Over 50 per cent of the samples tested positive for one or more different pathogens, with 11 per cent of the discovered bugs being resistant to multiple front-line antibiotics.

As a result of the work being undertaken, you may not find the statistics to be too shocking. However, it clearly highlights the need to closely scrutinise and manage how scrubs and other similar garments are handled and maintained in order to reduce contamination and the spread of viruses or infections.

Where should Scrubs be worn?

In a busy health clinic or hospital, it is sometimes easy to overlook the basics, and, unfortunately, scrubs are often worn in many places where they should not be.

Whether it be a quick trip out to grab some lunch, dropping in on friends or at the shops on the way home from work, healthcare workers run the risk of spreading pathogens to members of the public.

While it may seem like added hassle after a long day, it is important that all staff change in and out of their scrubs at the medical centre.

Even if they are just popping out, going out to lunch or running a quick errand on a break, there is no need to take the unnecessary risk.  

Imposing a simple rule that staff should never leave the building with their scrubs on will reduce the risk considerably.

Change Scrubs Regularly

Researchers also found that contamination increased the longer uniforms were worn.

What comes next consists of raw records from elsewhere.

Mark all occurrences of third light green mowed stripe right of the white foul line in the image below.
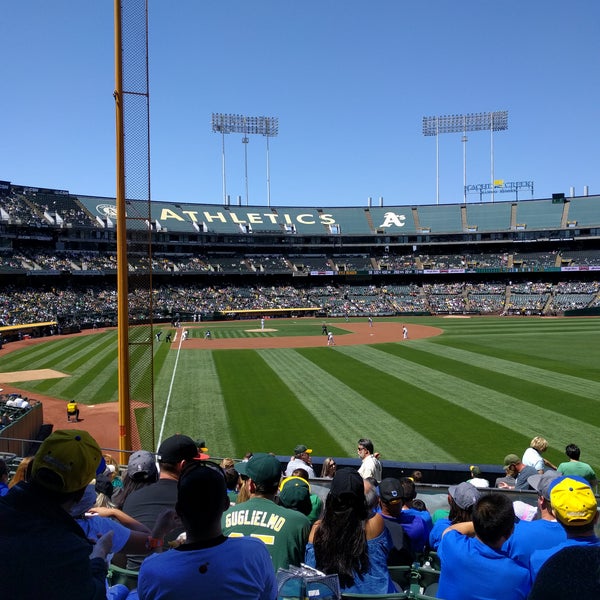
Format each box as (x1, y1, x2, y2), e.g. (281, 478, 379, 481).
(338, 346, 600, 463)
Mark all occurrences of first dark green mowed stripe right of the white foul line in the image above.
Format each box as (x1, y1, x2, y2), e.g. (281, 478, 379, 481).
(213, 350, 336, 456)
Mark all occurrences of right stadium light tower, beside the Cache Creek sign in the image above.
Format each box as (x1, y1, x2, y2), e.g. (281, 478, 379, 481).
(423, 110, 508, 204)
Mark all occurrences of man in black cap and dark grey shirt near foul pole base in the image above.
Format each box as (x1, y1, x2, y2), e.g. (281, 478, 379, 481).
(123, 434, 198, 570)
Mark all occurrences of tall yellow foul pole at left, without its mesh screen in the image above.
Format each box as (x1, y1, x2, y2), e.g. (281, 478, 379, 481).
(114, 0, 131, 464)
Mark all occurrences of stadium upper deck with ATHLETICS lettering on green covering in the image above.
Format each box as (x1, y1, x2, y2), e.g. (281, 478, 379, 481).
(0, 182, 600, 243)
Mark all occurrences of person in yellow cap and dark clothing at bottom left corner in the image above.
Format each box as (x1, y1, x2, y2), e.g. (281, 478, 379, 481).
(0, 429, 113, 600)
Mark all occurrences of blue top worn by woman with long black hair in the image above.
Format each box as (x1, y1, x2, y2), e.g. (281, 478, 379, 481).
(304, 529, 397, 594)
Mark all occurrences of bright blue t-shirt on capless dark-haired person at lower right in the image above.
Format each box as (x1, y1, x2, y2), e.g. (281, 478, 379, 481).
(437, 531, 531, 600)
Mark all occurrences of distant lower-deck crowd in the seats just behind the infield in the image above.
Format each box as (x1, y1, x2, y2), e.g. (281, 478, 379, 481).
(0, 281, 600, 326)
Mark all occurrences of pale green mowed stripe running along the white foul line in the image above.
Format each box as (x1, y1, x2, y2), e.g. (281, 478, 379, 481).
(154, 351, 234, 456)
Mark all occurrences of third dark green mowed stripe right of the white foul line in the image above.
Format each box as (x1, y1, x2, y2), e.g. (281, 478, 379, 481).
(379, 343, 600, 424)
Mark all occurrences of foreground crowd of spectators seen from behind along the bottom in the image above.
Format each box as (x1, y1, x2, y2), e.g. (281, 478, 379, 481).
(0, 430, 600, 600)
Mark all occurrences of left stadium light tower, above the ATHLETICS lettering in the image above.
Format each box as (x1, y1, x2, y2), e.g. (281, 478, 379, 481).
(212, 113, 279, 206)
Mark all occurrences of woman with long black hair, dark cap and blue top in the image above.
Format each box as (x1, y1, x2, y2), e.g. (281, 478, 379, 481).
(305, 469, 396, 594)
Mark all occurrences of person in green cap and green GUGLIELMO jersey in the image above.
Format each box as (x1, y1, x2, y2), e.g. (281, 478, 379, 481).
(222, 453, 310, 571)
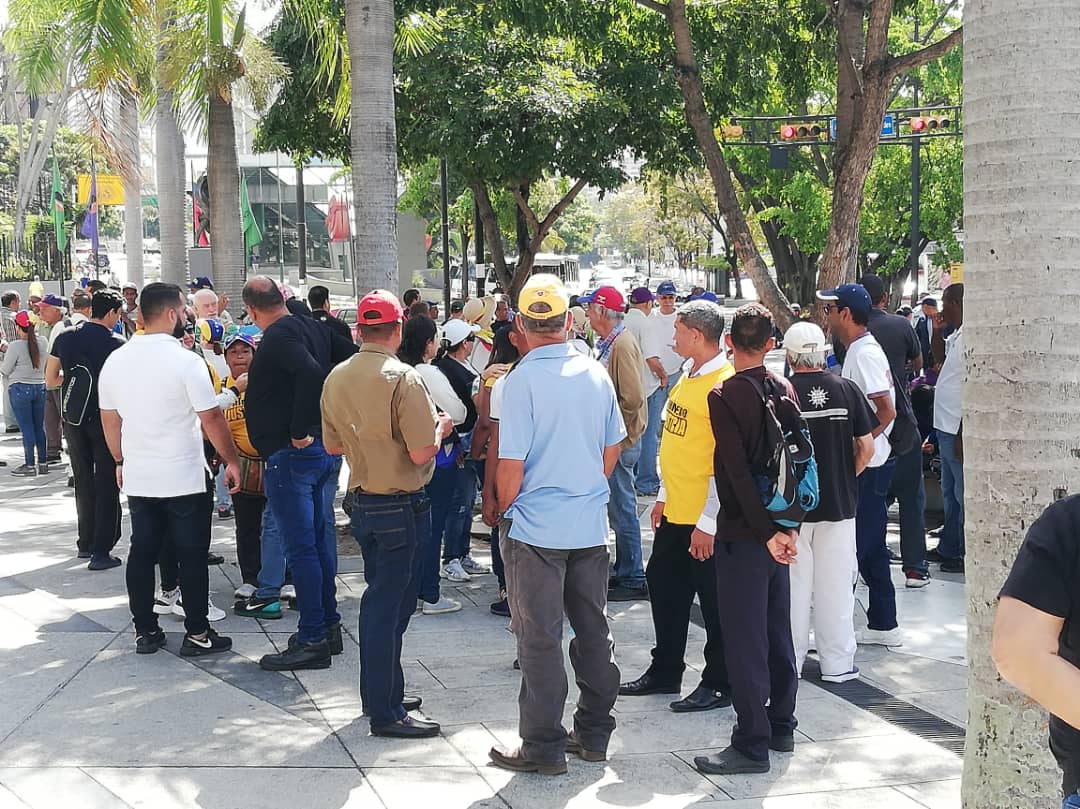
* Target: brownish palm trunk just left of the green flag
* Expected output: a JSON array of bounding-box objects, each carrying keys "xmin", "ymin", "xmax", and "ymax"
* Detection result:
[{"xmin": 206, "ymin": 93, "xmax": 247, "ymax": 300}]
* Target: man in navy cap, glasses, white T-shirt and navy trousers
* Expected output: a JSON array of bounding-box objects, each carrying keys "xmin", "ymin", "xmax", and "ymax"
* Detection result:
[{"xmin": 818, "ymin": 284, "xmax": 903, "ymax": 646}]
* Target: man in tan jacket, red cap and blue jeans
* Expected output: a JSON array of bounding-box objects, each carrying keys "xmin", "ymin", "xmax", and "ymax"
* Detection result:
[{"xmin": 579, "ymin": 286, "xmax": 649, "ymax": 602}]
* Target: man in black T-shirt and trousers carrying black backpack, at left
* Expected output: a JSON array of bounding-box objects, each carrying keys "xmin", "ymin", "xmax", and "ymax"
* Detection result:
[{"xmin": 45, "ymin": 291, "xmax": 124, "ymax": 570}]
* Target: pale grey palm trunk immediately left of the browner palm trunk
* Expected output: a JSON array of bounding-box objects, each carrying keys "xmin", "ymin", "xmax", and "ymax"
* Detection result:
[{"xmin": 154, "ymin": 86, "xmax": 188, "ymax": 285}]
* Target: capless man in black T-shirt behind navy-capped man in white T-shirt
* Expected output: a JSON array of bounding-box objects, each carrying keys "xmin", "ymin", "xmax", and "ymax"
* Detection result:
[{"xmin": 859, "ymin": 275, "xmax": 930, "ymax": 588}]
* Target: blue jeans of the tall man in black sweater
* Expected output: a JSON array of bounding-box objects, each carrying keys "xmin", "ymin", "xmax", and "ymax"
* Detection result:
[{"xmin": 264, "ymin": 439, "xmax": 341, "ymax": 643}]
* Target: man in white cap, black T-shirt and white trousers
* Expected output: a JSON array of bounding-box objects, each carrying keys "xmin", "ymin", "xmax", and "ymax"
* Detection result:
[{"xmin": 784, "ymin": 322, "xmax": 877, "ymax": 683}]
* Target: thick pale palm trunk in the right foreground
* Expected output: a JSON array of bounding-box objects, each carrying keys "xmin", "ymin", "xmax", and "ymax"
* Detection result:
[{"xmin": 963, "ymin": 0, "xmax": 1062, "ymax": 809}]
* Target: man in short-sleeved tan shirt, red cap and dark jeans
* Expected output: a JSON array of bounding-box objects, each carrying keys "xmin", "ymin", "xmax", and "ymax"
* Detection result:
[{"xmin": 322, "ymin": 289, "xmax": 454, "ymax": 739}]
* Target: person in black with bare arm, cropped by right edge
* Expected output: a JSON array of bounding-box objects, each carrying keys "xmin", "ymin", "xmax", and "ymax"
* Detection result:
[{"xmin": 993, "ymin": 496, "xmax": 1080, "ymax": 803}]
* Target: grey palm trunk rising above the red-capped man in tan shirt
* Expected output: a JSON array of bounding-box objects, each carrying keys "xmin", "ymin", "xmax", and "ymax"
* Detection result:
[{"xmin": 345, "ymin": 0, "xmax": 399, "ymax": 294}]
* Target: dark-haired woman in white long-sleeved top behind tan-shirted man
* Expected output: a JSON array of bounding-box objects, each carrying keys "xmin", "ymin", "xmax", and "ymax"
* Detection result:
[{"xmin": 397, "ymin": 318, "xmax": 468, "ymax": 616}]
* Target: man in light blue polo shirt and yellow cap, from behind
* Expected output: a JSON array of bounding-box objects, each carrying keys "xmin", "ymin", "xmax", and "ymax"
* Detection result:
[{"xmin": 489, "ymin": 274, "xmax": 626, "ymax": 776}]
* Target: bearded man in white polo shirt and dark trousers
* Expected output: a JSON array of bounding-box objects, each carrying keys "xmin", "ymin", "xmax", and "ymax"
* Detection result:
[{"xmin": 98, "ymin": 284, "xmax": 240, "ymax": 657}]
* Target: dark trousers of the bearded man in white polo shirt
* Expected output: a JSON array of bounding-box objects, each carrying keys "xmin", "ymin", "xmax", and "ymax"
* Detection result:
[{"xmin": 127, "ymin": 493, "xmax": 214, "ymax": 635}]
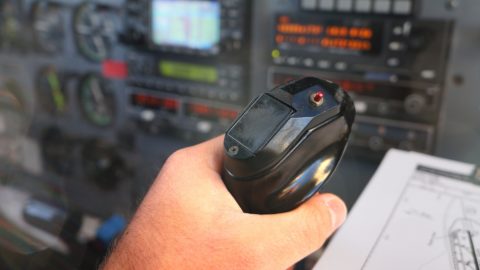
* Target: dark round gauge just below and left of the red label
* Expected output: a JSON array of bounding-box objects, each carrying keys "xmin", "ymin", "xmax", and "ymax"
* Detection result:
[{"xmin": 80, "ymin": 75, "xmax": 116, "ymax": 127}]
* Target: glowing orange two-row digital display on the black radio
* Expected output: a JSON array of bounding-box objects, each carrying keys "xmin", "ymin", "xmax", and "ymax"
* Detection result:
[{"xmin": 275, "ymin": 15, "xmax": 382, "ymax": 54}]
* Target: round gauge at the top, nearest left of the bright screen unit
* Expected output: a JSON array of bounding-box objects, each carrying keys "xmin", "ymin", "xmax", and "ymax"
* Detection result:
[{"xmin": 74, "ymin": 3, "xmax": 115, "ymax": 62}]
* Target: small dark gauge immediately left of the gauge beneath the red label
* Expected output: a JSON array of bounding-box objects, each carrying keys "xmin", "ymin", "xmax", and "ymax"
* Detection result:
[{"xmin": 37, "ymin": 67, "xmax": 67, "ymax": 114}]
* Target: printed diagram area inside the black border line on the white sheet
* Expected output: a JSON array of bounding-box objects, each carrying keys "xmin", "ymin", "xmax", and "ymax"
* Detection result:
[{"xmin": 362, "ymin": 166, "xmax": 480, "ymax": 270}]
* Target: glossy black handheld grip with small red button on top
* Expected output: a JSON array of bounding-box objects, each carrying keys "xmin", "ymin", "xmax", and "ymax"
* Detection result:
[{"xmin": 222, "ymin": 77, "xmax": 355, "ymax": 214}]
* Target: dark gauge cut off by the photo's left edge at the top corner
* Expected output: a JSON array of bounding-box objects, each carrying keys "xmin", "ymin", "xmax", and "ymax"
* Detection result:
[{"xmin": 0, "ymin": 0, "xmax": 21, "ymax": 47}]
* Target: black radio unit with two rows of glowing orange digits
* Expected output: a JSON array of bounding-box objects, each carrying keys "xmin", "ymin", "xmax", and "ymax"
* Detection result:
[{"xmin": 271, "ymin": 13, "xmax": 451, "ymax": 82}]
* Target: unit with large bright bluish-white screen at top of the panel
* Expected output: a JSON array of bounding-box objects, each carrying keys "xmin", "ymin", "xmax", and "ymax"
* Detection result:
[{"xmin": 122, "ymin": 0, "xmax": 249, "ymax": 56}]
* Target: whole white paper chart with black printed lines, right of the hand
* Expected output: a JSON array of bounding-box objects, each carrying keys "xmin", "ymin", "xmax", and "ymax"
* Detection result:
[{"xmin": 315, "ymin": 151, "xmax": 480, "ymax": 270}]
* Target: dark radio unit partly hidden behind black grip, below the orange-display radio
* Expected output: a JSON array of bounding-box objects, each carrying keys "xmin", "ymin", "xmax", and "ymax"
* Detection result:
[{"xmin": 268, "ymin": 67, "xmax": 440, "ymax": 123}]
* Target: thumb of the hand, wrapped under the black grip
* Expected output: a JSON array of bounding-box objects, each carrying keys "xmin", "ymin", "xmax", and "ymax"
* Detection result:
[{"xmin": 251, "ymin": 194, "xmax": 347, "ymax": 267}]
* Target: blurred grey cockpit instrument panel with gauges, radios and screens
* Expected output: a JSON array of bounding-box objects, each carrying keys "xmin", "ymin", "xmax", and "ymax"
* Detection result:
[{"xmin": 0, "ymin": 0, "xmax": 480, "ymax": 269}]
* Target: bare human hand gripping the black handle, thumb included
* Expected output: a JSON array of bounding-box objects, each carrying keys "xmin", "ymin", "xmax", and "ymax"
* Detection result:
[{"xmin": 104, "ymin": 137, "xmax": 347, "ymax": 270}]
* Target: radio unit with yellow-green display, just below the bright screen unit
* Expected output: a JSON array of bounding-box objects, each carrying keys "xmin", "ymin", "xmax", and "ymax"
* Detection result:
[{"xmin": 127, "ymin": 54, "xmax": 246, "ymax": 103}]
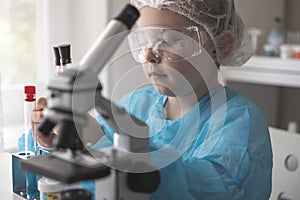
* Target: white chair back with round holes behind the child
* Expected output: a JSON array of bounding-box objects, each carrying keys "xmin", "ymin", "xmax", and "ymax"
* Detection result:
[{"xmin": 269, "ymin": 128, "xmax": 300, "ymax": 200}]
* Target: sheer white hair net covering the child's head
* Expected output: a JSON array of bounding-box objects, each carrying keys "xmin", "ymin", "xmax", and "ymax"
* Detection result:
[{"xmin": 131, "ymin": 0, "xmax": 253, "ymax": 66}]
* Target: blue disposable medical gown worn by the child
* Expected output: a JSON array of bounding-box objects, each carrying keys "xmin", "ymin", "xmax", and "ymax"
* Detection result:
[{"xmin": 89, "ymin": 86, "xmax": 272, "ymax": 200}]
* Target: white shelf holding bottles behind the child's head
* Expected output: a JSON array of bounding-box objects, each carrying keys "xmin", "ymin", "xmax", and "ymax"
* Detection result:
[{"xmin": 220, "ymin": 56, "xmax": 300, "ymax": 88}]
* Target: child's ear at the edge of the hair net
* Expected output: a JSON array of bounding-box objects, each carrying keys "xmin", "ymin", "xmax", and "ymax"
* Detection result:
[{"xmin": 215, "ymin": 30, "xmax": 235, "ymax": 59}]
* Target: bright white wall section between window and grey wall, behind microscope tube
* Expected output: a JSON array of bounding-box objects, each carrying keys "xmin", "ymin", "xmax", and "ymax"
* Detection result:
[{"xmin": 39, "ymin": 0, "xmax": 108, "ymax": 74}]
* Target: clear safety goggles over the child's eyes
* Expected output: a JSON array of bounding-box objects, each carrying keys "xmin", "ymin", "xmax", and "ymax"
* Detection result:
[{"xmin": 128, "ymin": 26, "xmax": 204, "ymax": 63}]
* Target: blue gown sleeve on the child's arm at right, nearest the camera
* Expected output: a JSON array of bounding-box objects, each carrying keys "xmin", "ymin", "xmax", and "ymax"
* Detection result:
[{"xmin": 152, "ymin": 106, "xmax": 272, "ymax": 200}]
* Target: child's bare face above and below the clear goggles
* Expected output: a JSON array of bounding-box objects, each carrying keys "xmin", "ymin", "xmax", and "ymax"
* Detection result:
[{"xmin": 138, "ymin": 7, "xmax": 214, "ymax": 96}]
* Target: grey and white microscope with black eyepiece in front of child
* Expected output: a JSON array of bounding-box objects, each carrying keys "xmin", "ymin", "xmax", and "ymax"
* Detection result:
[{"xmin": 20, "ymin": 4, "xmax": 160, "ymax": 200}]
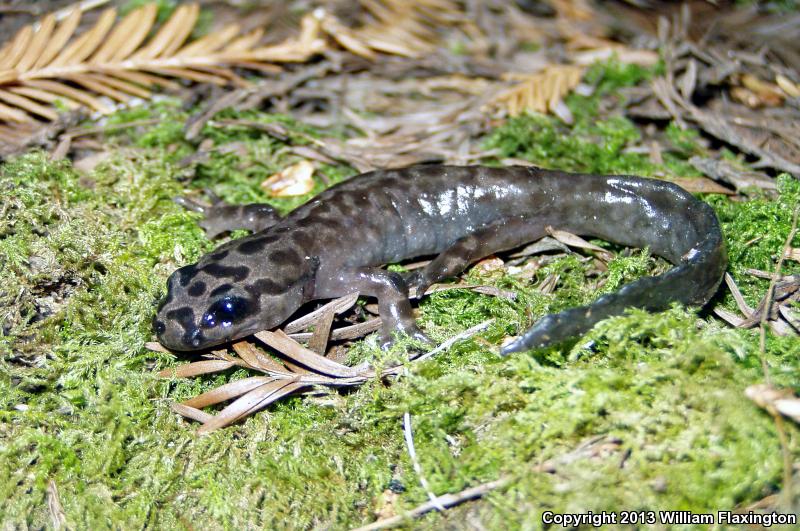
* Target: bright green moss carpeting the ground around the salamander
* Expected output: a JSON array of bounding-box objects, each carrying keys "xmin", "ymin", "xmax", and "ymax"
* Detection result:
[{"xmin": 0, "ymin": 64, "xmax": 800, "ymax": 529}]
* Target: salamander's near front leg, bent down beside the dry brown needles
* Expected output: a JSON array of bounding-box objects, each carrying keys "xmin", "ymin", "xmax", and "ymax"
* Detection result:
[{"xmin": 315, "ymin": 267, "xmax": 431, "ymax": 349}]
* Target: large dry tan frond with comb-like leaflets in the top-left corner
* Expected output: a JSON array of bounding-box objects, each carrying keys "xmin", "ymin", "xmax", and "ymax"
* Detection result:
[{"xmin": 0, "ymin": 4, "xmax": 325, "ymax": 123}]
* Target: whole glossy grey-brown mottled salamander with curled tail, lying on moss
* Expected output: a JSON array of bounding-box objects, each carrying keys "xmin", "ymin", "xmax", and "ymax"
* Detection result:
[{"xmin": 154, "ymin": 166, "xmax": 727, "ymax": 354}]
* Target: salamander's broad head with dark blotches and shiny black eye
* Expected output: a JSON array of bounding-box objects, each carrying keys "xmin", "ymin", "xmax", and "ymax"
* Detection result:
[{"xmin": 153, "ymin": 237, "xmax": 314, "ymax": 351}]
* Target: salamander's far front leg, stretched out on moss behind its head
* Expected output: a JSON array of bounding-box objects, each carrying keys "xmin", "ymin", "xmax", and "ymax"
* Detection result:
[{"xmin": 175, "ymin": 192, "xmax": 281, "ymax": 239}]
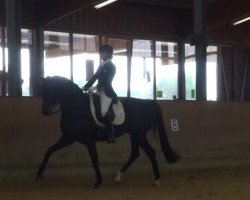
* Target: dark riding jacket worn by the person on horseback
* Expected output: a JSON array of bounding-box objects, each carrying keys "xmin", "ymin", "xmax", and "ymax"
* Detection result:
[{"xmin": 83, "ymin": 59, "xmax": 117, "ymax": 99}]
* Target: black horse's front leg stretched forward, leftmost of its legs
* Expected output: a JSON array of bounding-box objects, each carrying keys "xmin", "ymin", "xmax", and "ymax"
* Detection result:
[{"xmin": 36, "ymin": 136, "xmax": 74, "ymax": 180}]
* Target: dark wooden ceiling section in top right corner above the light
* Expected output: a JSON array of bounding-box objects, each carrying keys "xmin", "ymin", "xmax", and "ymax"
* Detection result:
[{"xmin": 207, "ymin": 0, "xmax": 250, "ymax": 30}]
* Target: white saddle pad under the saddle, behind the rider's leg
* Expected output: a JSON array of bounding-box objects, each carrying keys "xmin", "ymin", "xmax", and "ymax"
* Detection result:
[{"xmin": 89, "ymin": 94, "xmax": 125, "ymax": 127}]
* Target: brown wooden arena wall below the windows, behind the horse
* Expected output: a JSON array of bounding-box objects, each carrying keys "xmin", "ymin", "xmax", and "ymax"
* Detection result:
[{"xmin": 0, "ymin": 97, "xmax": 250, "ymax": 173}]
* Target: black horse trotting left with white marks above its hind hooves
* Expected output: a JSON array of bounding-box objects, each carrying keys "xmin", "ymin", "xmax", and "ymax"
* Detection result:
[{"xmin": 36, "ymin": 76, "xmax": 180, "ymax": 188}]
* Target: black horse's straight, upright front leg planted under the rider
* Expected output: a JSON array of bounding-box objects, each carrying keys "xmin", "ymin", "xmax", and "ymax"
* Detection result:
[{"xmin": 86, "ymin": 142, "xmax": 102, "ymax": 189}]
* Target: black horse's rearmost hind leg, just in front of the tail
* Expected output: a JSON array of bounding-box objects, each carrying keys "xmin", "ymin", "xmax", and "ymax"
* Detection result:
[{"xmin": 140, "ymin": 138, "xmax": 160, "ymax": 186}]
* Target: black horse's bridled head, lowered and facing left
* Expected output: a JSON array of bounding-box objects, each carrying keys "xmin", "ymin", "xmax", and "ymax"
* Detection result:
[{"xmin": 41, "ymin": 77, "xmax": 60, "ymax": 116}]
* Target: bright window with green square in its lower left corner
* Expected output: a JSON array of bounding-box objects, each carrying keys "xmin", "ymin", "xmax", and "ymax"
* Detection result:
[{"xmin": 156, "ymin": 41, "xmax": 178, "ymax": 99}]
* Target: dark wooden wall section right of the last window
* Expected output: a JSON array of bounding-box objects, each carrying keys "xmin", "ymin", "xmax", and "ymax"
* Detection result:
[{"xmin": 218, "ymin": 46, "xmax": 250, "ymax": 101}]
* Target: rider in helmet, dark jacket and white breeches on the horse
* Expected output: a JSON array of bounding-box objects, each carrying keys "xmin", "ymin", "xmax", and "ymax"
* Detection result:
[{"xmin": 82, "ymin": 44, "xmax": 117, "ymax": 143}]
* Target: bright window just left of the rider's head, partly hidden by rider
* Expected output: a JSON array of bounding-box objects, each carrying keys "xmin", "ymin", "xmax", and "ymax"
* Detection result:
[{"xmin": 73, "ymin": 34, "xmax": 100, "ymax": 87}]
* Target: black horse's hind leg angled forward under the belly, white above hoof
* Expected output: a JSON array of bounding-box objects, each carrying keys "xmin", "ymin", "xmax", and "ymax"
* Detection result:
[{"xmin": 115, "ymin": 137, "xmax": 140, "ymax": 181}]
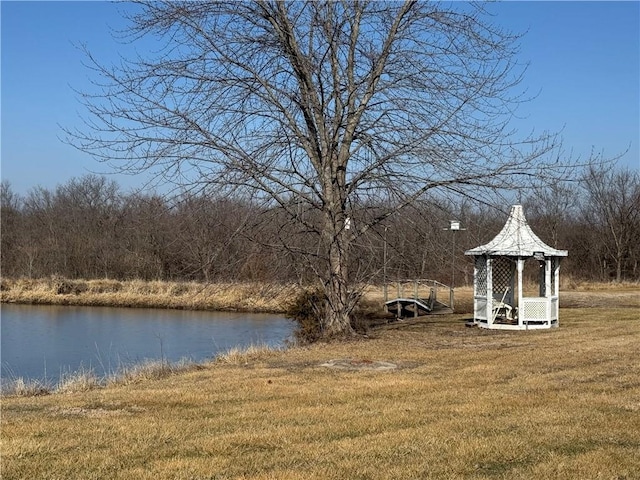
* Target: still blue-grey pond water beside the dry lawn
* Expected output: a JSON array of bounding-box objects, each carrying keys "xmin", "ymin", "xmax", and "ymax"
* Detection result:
[{"xmin": 0, "ymin": 304, "xmax": 293, "ymax": 383}]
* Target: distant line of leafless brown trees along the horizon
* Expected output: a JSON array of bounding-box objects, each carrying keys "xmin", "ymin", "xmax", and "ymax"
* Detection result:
[{"xmin": 0, "ymin": 167, "xmax": 640, "ymax": 285}]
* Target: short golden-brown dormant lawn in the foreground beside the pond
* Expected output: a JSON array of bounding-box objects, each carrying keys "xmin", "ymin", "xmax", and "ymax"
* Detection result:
[{"xmin": 1, "ymin": 305, "xmax": 640, "ymax": 480}]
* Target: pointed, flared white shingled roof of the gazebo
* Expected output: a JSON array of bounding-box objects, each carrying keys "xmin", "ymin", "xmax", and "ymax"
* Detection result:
[{"xmin": 465, "ymin": 205, "xmax": 569, "ymax": 257}]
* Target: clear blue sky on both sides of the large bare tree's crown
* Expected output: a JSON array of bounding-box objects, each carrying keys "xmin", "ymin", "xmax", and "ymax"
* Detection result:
[{"xmin": 0, "ymin": 1, "xmax": 640, "ymax": 194}]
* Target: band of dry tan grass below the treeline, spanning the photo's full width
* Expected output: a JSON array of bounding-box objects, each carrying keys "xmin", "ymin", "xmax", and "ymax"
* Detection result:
[{"xmin": 0, "ymin": 276, "xmax": 640, "ymax": 318}]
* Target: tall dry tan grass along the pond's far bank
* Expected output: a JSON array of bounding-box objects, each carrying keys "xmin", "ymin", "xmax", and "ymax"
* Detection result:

In fact, changing scrubs daily instead of every two days reduced contamination from 29 to 8 per cent.

Changing scrubs is a proven way to reduce pathogen build-up, and my imposing a daily change rule, you will instil consistent best practices.

Even if scrubs appear clean, they could still be host to lingering bacteria and subsequent Medical Indemnity Insurance claims.

Don’t forget the Hands!

On further analysis of the results, experts also highlighted that bacteria build-up on garments could in part be caused by employee neglect of proper hand-washing practices.  

With this in mind, it is important that, along with proper uniform care, you vigorously instruct your team to adhere to hand-washing standards to keep them from transmitting potentially harmful pathogens from one area to another.

Indemnity Risk

Professional Indemnity Insurance for Nurses, Doctors or Surgeons is a specialist area of cover, protecting individuals or firms against professional negligence claims.

While the more obvious claims for procedural error are well known, it is easy to overlook the risk of simple hygiene negligence, which can lead to multiple claimants and significant losses.

Claims history is a key driver in terms of the insurer premium calculation process; as such, indemnity losses will drive increased premiums as well as payment of any applicable policy excesses.